L'impatto del peso sulla prestazione

Gli sport in cui è richiesta la più bassa percentuale di grasso corporeo sono quelli in cui il fattore antigravitario si oppone in modo significativo alla prestazione. A ginnasti, ciclisti scalatori, saltatori in alto, arrampicatori sportivi, climbers o praticanti di corsa in montagna sono richieste bassissime percentuali di grasso, poco al di sopra del quantitativo di grasso essenziale che comprende i lipidi delle membrane cellulari, del sistema nervoso centrale, delle ossa e degli organi interni.

Nel ciclismo il grasso di deposito rappresenta una massa non attiva che va a determinare un effetto “zavorra”: in presenza di un elevato fattore antigravitario, nel rapporto massa magra/massa grassa la diminuzione di quest’ultima sarà determinante per rendere il risultato più favorevole.

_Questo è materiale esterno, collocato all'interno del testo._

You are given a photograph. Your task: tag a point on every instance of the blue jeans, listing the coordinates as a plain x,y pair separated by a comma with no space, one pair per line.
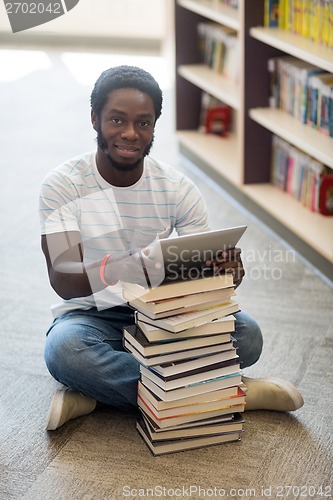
84,351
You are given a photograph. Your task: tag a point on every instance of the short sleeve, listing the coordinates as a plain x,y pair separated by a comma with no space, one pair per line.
59,208
192,213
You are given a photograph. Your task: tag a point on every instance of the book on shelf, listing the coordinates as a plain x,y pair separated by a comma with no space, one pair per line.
301,176
179,305
215,116
289,85
172,446
160,404
307,18
224,369
326,195
179,288
181,322
177,356
317,114
134,336
203,387
271,13
219,47
231,423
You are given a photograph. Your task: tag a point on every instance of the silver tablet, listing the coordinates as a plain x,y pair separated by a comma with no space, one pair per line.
192,250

In sostanza negli sport che richiedono il superamento di salite o che sono basati su movimenti effettuati direttamente contro la forza di gravità, la diminuzione del grasso di deposito e cioè del distretto corporeo che non partecipa alla produzione di energia e di movimento, è addirittura preferibile rispetto a un più elevato sviluppo della stessa massa muscolare.
Nel caso di invece di corsa effettuata in pianura, l’assenza di salite è controbilanciata dalla presenza o meno del fattore resistenza e durata dell'attività fisica

Va anche tenuto in considerazione che la totale eliminazione del grasso di deposito risulta essere il mezzo ideale per rendere più agevole ed economica la prestazione di resistenza sportiva nel ciclista scalatore.

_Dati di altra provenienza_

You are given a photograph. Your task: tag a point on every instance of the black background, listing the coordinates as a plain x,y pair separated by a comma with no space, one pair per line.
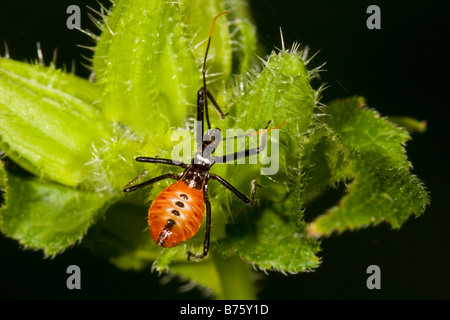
401,69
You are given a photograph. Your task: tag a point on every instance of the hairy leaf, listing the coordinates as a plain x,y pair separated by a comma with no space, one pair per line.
45,215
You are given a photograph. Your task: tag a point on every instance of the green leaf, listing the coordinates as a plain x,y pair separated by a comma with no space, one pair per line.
47,216
48,123
148,75
273,240
410,124
382,189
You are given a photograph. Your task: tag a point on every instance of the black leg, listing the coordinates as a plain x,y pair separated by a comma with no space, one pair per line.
146,183
161,161
236,192
245,153
199,257
216,106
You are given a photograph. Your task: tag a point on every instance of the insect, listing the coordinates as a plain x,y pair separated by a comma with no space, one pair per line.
176,214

Questa soluzione è fra l’altro largamente adottata dagli atleti di elite e professionisti che, agevolati dall’alto consumo di grassi corporei imposto dalla loro disciplina, gareggiano spesso con percentuali di massa grassa al limite del grasso essenziale.

Ciclista in salita

Il controllo del peso nel ciclista amatore

Sicuramente per l'amatore conta di più il controllo del peso che l'allenamento mentre per l'atleta o l’agonista mantenere un peso forma è fondamentale.

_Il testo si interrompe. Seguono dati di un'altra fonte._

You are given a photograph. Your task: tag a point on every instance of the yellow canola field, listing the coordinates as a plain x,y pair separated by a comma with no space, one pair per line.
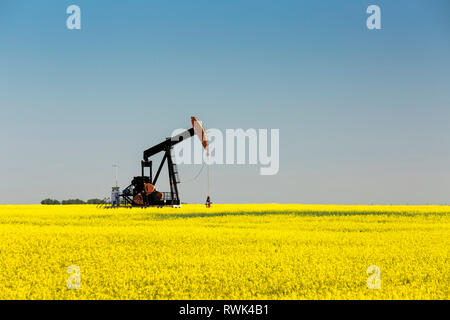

Per chi pedala per il piacere di andare in bicicletta e per sentirsi in forma il discorso è diverso: è purtroppo comune vedere principianti iniziare stressanti programmi di allenamento con dieci o più chilogrammi di sovrappeso. Oltre ad andare incontro a problemi tendinei e/o muscolari e a fare una fatica immensa, essi non possono sperare di migliorare le loro prestazioni se non migliorano la loro massa corporea, apportando adeguate modifiche all’alimentazione.

L'impatto sulla salute

Chi è decisamente in sovrappeso con indice di massa corporea IMC (peso/altezza in metri al quadrato) superiore a 25 dovrebbe limitarsi alla pianura, anche per non sforzare eccessivamente l'apparato cardiocircolatorio, perdere peso e poi iniziare con le salite più impegnative, dal momento che il sovrappeso accorcia la vita atletica del ciclista per via del fatto che i chili in più sono favoriscono infortuni per tendini, muscoli e articolazioni a causa delle forti sollecitazioni proprie dell'andare su salite in special modo fuori sella in piedi sui pedali.

Naturalmente nel momento in cui il ciclista deve smettere di correre per problemi vari, viene a perdere tutti i benefici salutistici della bicicletta.